The Prince’s peace is like what we have known before in that it comes at a cost. Peace is never free. There is always a price to pay. The greater the peace, the dearer the price. For perfect peace, the price was the Cross.
It wasn’t so much the physical suffering, as terrible as that was. If you look through the gospel accounts, Christ was remarkably at peace as He went through the events of that horrible evening: “Peter, put down your sword”; “It is you who say who I am”; “what you must do, do quickly”; “the spirit is willing, but the flesh is weak”. He endured as much physical trauma as any human ever had with supernatural composure.
But, on the Cross, He lost it. He shrieked, He cried, “My God, why have you forsaken Me?!?”. Everything else He had endured to that point paled by comparison.
As Tim Keller has said, there’s no greater agony than to lose a love that really matters to you—the longer and deeper the love, the worse it is. If a friend betrays you, it’s bad. If a spouse or a child, it’s horrible. Jesus had been together with His Father, as one, throughout eternity. Their souls had been intertwined together forever, since before time. This shriek, this cry is the greatest love and peace that had ever existed being ripped away.

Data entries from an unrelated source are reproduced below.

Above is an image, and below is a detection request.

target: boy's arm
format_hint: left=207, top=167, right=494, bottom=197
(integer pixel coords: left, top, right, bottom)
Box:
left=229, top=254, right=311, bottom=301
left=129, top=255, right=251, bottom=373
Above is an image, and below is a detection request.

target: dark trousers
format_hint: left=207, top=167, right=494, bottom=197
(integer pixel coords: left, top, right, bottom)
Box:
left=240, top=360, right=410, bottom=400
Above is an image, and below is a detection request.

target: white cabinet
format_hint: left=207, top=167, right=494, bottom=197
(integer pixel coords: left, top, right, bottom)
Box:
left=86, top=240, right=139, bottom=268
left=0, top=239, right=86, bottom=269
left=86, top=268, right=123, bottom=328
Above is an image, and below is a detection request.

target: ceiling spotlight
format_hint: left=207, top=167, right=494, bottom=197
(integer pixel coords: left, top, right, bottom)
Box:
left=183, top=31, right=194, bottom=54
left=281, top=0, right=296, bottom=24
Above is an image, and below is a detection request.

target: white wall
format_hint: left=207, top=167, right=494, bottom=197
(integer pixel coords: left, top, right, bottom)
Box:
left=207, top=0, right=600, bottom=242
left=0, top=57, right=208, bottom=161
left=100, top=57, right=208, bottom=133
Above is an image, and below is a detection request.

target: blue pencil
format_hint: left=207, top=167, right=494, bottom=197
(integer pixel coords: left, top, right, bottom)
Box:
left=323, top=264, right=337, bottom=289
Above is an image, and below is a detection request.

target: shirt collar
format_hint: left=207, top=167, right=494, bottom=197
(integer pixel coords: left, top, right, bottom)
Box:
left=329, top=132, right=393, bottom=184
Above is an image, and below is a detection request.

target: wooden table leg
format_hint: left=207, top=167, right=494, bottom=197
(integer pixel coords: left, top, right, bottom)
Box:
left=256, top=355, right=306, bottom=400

Not just one punishment, but like billions of eternal hells compressed and placed on Him at once. Like the worst loss of love ever, times a trillion. The suffering was infinite, not bound by time and space. His peace was torn from Him infinitely and absolutely.
Why? What did He get in exchange for the torment that makes the deepest hell seem like Club Med? What did He get that He didn’t have before? You. What did you get that you didn’t have before? Peace.